Generating a number using SHA512 that users can later verify (once I publish secret seed)

Question

I've wrote following C# method that basically takes 3 seeds and gives you number in 0-100 range. I then use that number for variety of purposes but for this question the most important one is the ability of clients to see server and supply client value.

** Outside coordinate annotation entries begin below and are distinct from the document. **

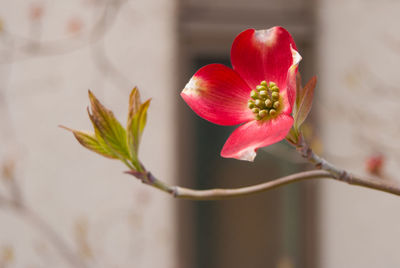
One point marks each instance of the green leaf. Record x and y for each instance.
(135, 127)
(109, 132)
(89, 141)
(304, 102)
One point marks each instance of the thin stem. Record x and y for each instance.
(325, 170)
(214, 194)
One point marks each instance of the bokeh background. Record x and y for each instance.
(64, 206)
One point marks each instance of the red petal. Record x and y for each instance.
(263, 55)
(218, 94)
(245, 140)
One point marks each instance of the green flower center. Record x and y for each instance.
(265, 101)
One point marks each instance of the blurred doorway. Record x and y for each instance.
(273, 229)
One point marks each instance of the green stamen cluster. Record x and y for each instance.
(264, 102)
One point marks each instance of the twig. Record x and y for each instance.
(326, 171)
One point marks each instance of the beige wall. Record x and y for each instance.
(359, 51)
(128, 224)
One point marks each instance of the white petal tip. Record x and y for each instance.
(296, 57)
(247, 155)
(192, 87)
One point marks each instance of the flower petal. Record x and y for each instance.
(245, 140)
(218, 94)
(263, 55)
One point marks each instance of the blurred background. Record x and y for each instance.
(64, 206)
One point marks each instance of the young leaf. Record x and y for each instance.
(89, 141)
(135, 127)
(305, 98)
(108, 129)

Here is the method:

// random sha512
private const decimal DIVIDER = (uint.MaxValue - 1)/100M;
public static decimal Random0To100(string secret, string server, string client)
{
    // add 3 strings together, calculate SHA512 hash
    var str = secret + server + client;
    var byt = Encoding.ASCII.GetBytes(str);
    byte[] hashByte = null;
    using (SHA512 shaM = new SHA512Managed())
    {
        hashByte = shaM.ComputeHash(byt);
    }

    // convert hash into hexadecimal string
    var hexHash = BitConverter.ToString(hashByte).Replace("-", "");

    // get unsigned 32 integer from first 8 chars of hash
    var hex8 = hexHash.Substring(0, 8);
    uint l = Convert.ToUInt32(hex8, 16);

    // get number between 0 and 100 from hash with 2 decimals
    var num = l / DIVIDER;
    var fin = Math.Round(num, 2);

    // return result, like 71.28
    return fin;
}

Secret seed is 512 bit value sent in as a string.

The thing I am curious about is if it's possible for end-user to guess secret seed if he is given ability to supply BOTH server & client values (and see the 0-100 output obviously) for extended period of time (say the time is 24 hours and the only restriction I impose is that those server/client are at least 10 char long when added TOGETHER).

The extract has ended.